Hydropower operators in the US may soon have a more reliable way to forecast revenue and plan energy storage. Researchers at Idaho National Laboratory (INL) and Argonne National Laboratory (ANL), with funding from the Department of Energy’s Water Power Technologies Office, have developed HydroBoost, an optimisation software tool designed to make forecasting more realistic.

Hydropower plants earn much of their revenue in the day-ahead electricity market, where utilities purchase power based on expected demand and producers offer electricity at forecasted prices. But predicting water flow and power output is difficult, and existing tools often provide forecasts that are overly optimistic.

“We did a study for Pacific Gas & Electric where we looked at a hydropower plant to see if it was economically viable for them to include a battery,” said Hill Balliet, technical relationships and program development manager at INL. “We got to the end and gave them the results; the analysis said they should build the battery, but the tool we used was overly optimistic about the profits they’d make and assumed they had perfect information about future trends. That unrealistic optimism left too much uncertainty, and they decided not to add batteries to the hydropower plant. That was a big part of the motivation to build HydroBoost. We wanted to build a more realistic and useful tool that was based on how operators actually think and work.”

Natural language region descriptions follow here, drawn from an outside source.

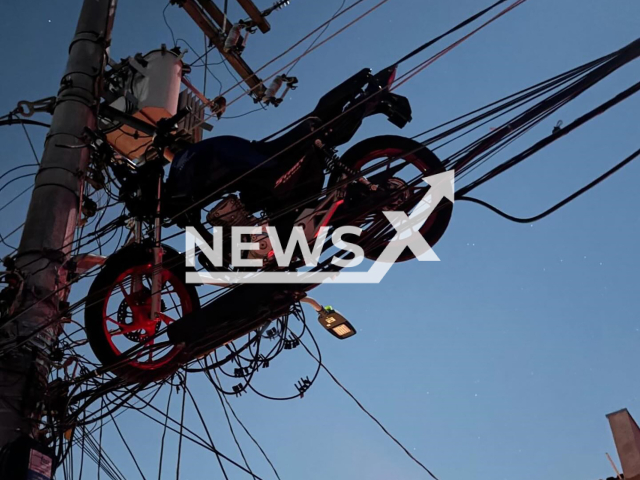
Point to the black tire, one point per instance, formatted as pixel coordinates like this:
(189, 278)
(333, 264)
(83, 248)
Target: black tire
(438, 221)
(98, 298)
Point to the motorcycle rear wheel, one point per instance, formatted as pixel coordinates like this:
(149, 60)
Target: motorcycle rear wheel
(365, 154)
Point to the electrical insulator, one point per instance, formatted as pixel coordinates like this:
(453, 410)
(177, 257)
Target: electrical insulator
(270, 95)
(276, 6)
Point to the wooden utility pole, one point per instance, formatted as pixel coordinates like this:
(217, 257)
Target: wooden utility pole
(50, 225)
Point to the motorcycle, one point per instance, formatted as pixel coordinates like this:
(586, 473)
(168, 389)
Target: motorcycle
(141, 289)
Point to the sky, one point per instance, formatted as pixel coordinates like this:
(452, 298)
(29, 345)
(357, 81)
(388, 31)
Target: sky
(499, 362)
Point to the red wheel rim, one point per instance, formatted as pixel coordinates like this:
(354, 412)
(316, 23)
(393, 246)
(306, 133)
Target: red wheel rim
(126, 323)
(410, 158)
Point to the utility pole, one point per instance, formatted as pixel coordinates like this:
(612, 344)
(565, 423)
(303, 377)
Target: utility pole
(50, 225)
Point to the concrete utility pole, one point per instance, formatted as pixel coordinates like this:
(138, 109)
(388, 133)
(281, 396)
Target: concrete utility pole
(51, 222)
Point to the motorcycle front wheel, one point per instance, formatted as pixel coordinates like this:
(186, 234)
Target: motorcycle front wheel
(407, 162)
(117, 315)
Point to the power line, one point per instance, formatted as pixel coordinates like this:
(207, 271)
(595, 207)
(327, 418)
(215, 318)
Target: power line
(369, 414)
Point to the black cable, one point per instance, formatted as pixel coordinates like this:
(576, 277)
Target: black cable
(184, 393)
(164, 434)
(447, 33)
(133, 457)
(21, 121)
(224, 117)
(337, 382)
(558, 205)
(264, 454)
(550, 139)
(35, 155)
(204, 424)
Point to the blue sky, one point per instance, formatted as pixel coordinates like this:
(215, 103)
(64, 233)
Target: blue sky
(500, 361)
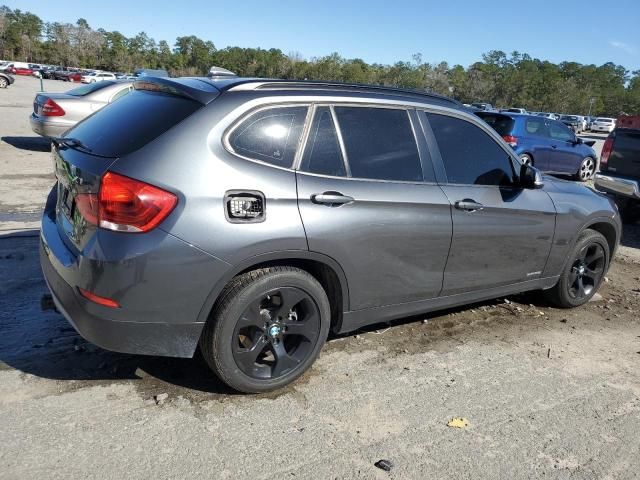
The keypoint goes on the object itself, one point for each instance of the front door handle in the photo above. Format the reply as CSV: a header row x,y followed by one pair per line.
x,y
468,205
331,198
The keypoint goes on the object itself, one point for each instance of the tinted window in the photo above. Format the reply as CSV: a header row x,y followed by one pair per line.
x,y
270,135
470,155
121,93
322,153
379,143
88,88
137,118
502,124
559,131
535,126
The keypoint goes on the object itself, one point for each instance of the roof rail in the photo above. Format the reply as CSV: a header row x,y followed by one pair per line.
x,y
320,85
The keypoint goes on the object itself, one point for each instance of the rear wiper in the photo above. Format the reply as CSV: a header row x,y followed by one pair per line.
x,y
70,142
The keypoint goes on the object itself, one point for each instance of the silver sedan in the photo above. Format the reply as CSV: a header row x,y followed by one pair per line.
x,y
55,113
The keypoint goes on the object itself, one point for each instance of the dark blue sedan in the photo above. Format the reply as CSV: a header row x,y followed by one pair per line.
x,y
547,144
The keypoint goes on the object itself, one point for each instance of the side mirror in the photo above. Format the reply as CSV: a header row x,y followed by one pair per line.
x,y
530,177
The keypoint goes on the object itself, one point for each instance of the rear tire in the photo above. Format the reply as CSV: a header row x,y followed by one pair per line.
x,y
266,329
583,273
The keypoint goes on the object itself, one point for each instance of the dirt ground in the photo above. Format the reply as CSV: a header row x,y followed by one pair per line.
x,y
547,393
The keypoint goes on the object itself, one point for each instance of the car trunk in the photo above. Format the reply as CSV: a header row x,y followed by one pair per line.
x,y
59,98
625,156
85,153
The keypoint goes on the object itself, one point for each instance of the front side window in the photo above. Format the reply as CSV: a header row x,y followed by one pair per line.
x,y
469,154
322,154
270,135
379,143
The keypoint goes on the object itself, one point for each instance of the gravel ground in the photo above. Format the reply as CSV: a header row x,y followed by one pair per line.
x,y
547,393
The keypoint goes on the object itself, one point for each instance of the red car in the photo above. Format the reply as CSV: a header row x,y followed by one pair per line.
x,y
20,71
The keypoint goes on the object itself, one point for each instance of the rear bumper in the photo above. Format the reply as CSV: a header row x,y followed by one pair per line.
x,y
48,128
149,338
160,282
620,186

HydroBoost is the first tool to integrate a seven-day forecasting horizon in its optimisation process. It can be used for both run-of-river and reservoir storage sites. Future updates will include support for cascaded sites and pumped storage plants.

The planned upgrades will allow analysis of factors such as battery size and charge capacity, efficiency, charging rates, water inflows, reservoir levels, and the financial costs of operation. The tool is intended for use by consultants, operators, utility experts, and investors, and was designed to meet technical and financial review standards.

“Operators are missing out on opportunities to improve energy security,” said Balliet. “Batteries, if viable, would decrease prices and improve the reliability of the systems. We saw a gap that needed to be filled and worked with ANL to get it done.”

According to developers, HydroBoost is built to mirror how operators make decisions, offering guidance that reflects realistic scenarios in the day-ahead market.

“HydroBoost’s biggest advantage is its versatility in evaluating different types of planning and decision-making approaches,” said Matt Mahalik, a principal software developer at ANL. “Traditional optimization tools aren’t practical for developing realistic expectations for investment.”

Mahalik added that HydroBoost can reduce the complexity of planning while producing forecasts that match real-world conditions. “HydroBoost can model true-to-life planning approaches with different horizons and uncertainties, mimicking real-world outcomes expected from human schedulers. It provides evaluations of all these approaches with minimal user effort, offering the benefits of multiple models in one.”